Let’s use a simple Dockerfile to run our Go application in Kubernetes. (This is not recommended in production.)

./dockerfile

FROM golang:1.24

COPY main.go main.go

CMD ["go", "run", "main.go"]

To build Docker image run,

$ docker build -t docker.io/health_check_app:latest -f dockerfile .

Deploying in Kubernetes

./kubernetes.yaml

apiVersion: v1
kind: Pod
metadata:
  name: health-app
  labels:
    app: health-app
spec:
  containers:
  - name: main
    image: docker.io/health_check_app:latest
    ports:
    - containerPort: 8080
    livenessProbe:
      httpGet:
        path: /healthz
        port: 8080
      initialDelaySeconds: 10
      periodSeconds: 10
      timeoutSeconds: 2
      failureThreshold: 3
    readinessProbe:
      httpGet:
        path: /readyz
        port: 8080
      initialDelaySeconds: 5
      periodSeconds: 5
      timeoutSeconds: 2
      failureThreshold: 3

Here,

  • initialDelaySeconds is delay before the probe starts running.

  • periodSeconds is how often to perform the probe.

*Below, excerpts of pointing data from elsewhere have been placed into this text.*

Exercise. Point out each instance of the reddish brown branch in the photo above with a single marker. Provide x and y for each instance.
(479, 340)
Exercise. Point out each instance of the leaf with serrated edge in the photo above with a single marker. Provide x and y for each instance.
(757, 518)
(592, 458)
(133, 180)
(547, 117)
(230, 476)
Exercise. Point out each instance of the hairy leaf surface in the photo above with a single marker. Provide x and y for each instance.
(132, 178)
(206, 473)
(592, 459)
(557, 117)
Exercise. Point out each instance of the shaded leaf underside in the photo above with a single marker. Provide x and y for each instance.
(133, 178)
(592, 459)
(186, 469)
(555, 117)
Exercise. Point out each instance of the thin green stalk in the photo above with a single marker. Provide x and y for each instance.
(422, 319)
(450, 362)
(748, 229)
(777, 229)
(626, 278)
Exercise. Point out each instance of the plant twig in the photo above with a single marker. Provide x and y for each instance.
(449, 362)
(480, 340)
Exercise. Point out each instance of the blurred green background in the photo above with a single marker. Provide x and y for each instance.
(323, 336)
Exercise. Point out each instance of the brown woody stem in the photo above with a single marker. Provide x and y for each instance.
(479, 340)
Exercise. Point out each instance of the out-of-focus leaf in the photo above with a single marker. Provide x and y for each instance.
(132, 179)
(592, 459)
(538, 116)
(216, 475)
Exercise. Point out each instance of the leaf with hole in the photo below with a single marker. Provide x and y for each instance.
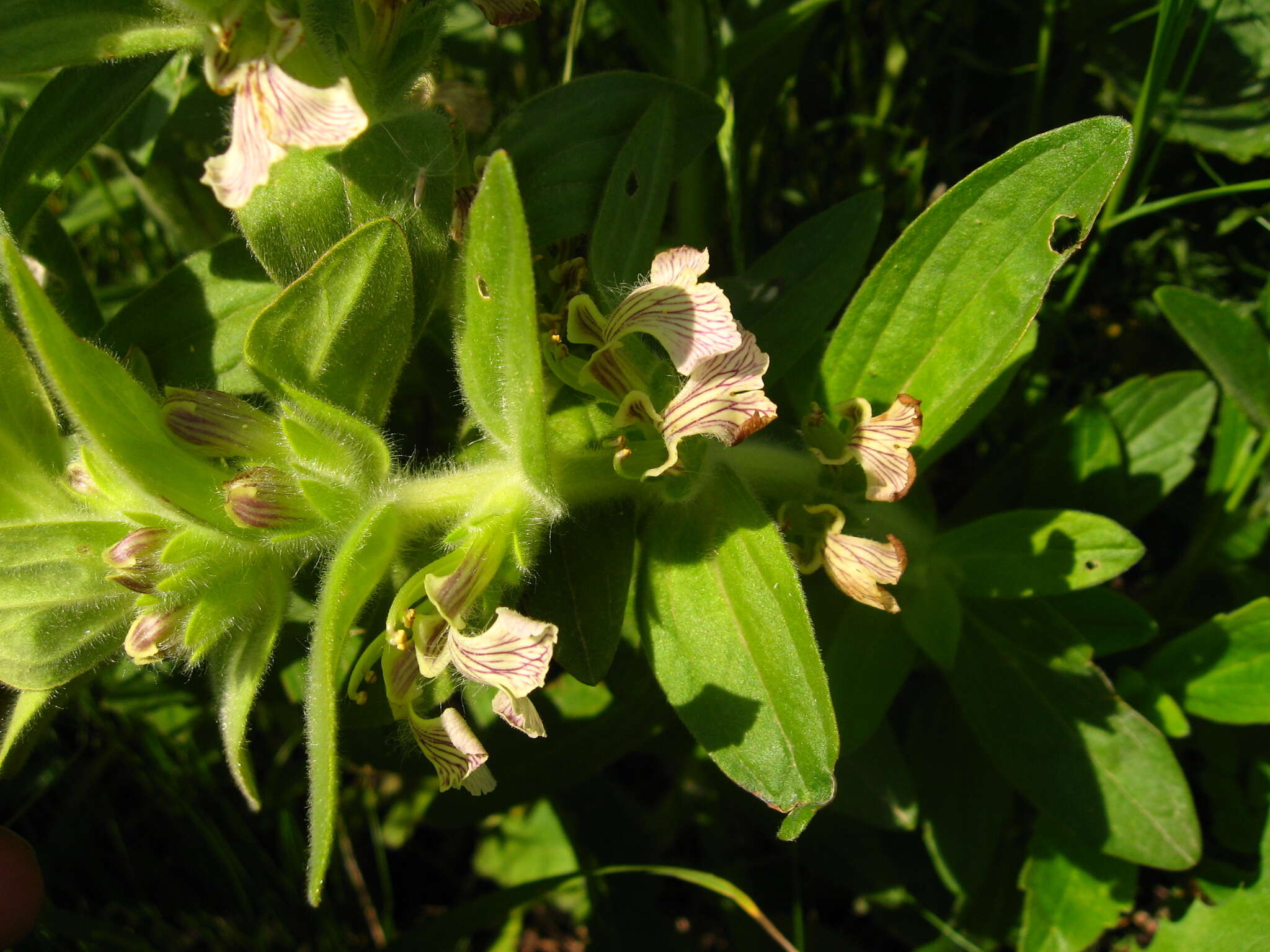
(943, 310)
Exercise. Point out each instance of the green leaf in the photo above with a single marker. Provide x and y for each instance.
(629, 223)
(586, 573)
(866, 663)
(1237, 924)
(1106, 620)
(876, 786)
(563, 186)
(1071, 892)
(1230, 345)
(1054, 728)
(27, 711)
(464, 920)
(343, 330)
(64, 280)
(728, 635)
(115, 410)
(216, 294)
(1161, 421)
(1221, 671)
(243, 663)
(404, 169)
(1036, 552)
(964, 803)
(59, 614)
(941, 312)
(497, 348)
(30, 443)
(298, 215)
(796, 289)
(353, 573)
(69, 117)
(40, 36)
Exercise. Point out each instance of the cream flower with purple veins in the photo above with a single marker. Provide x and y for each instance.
(723, 398)
(856, 565)
(272, 111)
(691, 320)
(451, 747)
(881, 444)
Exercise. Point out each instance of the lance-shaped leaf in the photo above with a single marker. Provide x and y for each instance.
(243, 662)
(352, 575)
(941, 312)
(1036, 552)
(38, 36)
(563, 187)
(70, 115)
(342, 332)
(1072, 892)
(1230, 345)
(59, 614)
(30, 443)
(115, 410)
(1054, 728)
(497, 350)
(630, 216)
(1221, 671)
(730, 643)
(794, 291)
(218, 294)
(25, 711)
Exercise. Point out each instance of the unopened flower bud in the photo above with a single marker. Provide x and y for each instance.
(151, 633)
(136, 557)
(211, 423)
(265, 498)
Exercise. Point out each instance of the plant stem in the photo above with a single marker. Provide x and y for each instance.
(1173, 202)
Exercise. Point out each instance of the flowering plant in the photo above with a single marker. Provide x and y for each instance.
(461, 439)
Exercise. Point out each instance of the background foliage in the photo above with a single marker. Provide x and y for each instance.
(1061, 743)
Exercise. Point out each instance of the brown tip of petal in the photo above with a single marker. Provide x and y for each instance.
(901, 552)
(752, 425)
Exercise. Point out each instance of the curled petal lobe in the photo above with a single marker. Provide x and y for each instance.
(512, 655)
(693, 324)
(680, 266)
(431, 644)
(451, 747)
(723, 398)
(881, 444)
(246, 164)
(308, 117)
(520, 712)
(858, 566)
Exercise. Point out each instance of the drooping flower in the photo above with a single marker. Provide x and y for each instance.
(723, 398)
(451, 747)
(879, 443)
(858, 565)
(272, 110)
(723, 395)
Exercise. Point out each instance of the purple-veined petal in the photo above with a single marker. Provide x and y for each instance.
(520, 712)
(450, 746)
(691, 323)
(308, 117)
(881, 443)
(513, 654)
(859, 565)
(246, 164)
(723, 398)
(680, 266)
(508, 13)
(431, 644)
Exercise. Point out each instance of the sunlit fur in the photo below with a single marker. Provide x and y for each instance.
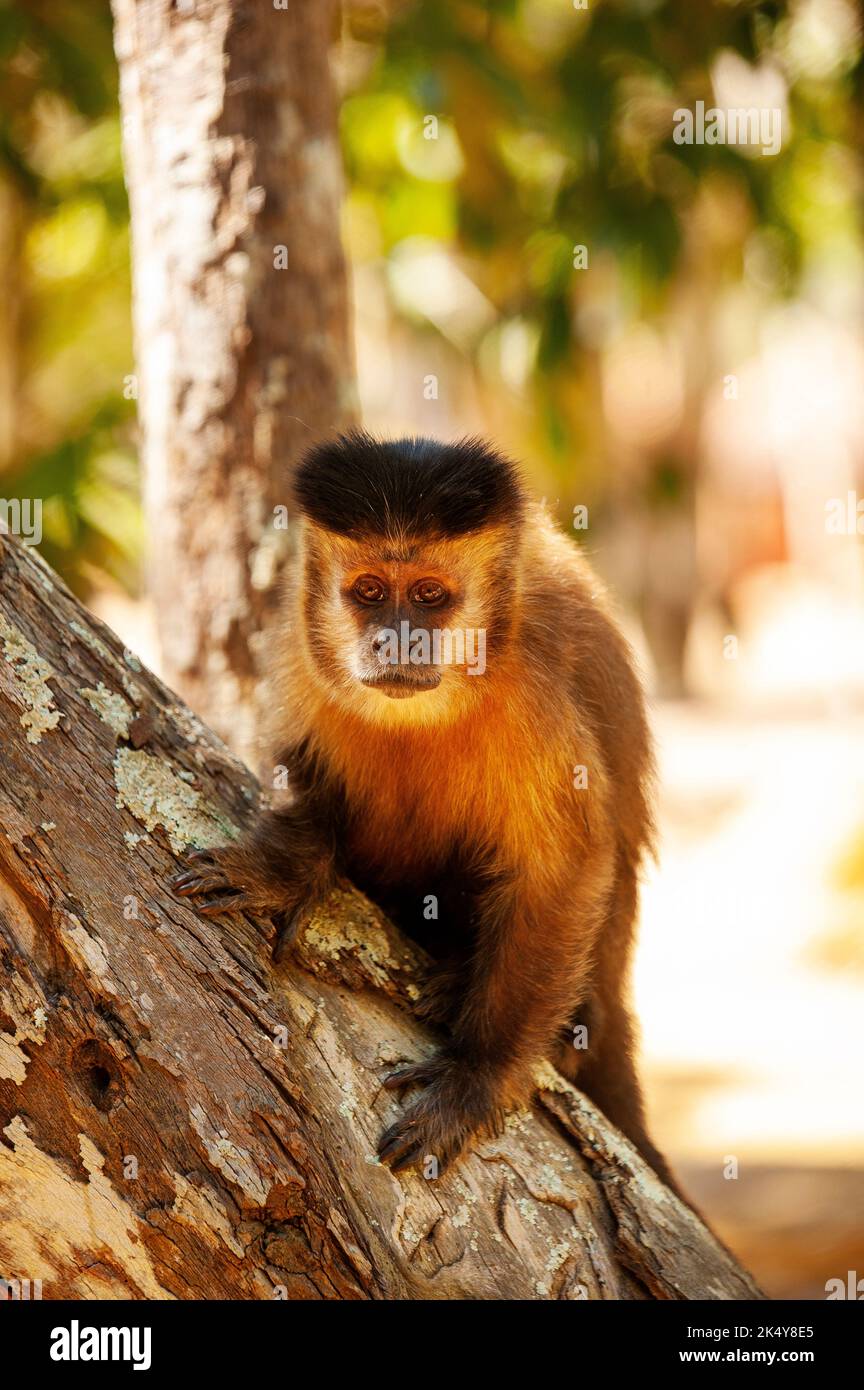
(468, 792)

  • timeoutSeconds is how long to wait for a response.

  • failureThreshold is how many times to fail before marking the container as unhealthy/unready.

Bonus

The publishNotReadyAddresses field in a Kubernetes Service allows the service to include the IPs of Pods that are not yet marked as Ready, which is especially useful in StatefulSet peer discovery scenarios. In distributed systems like Cassandra or custom peer-to-peer apps, a Pod often needs to discover and connect to other peers before it can be considered Ready. By enabling this field on a headless service (clusterIP: None), all Pods—including those still starting up—are included in DNS resolution, allowing early peer communication and successful bootstrapping before the readiness condition is met.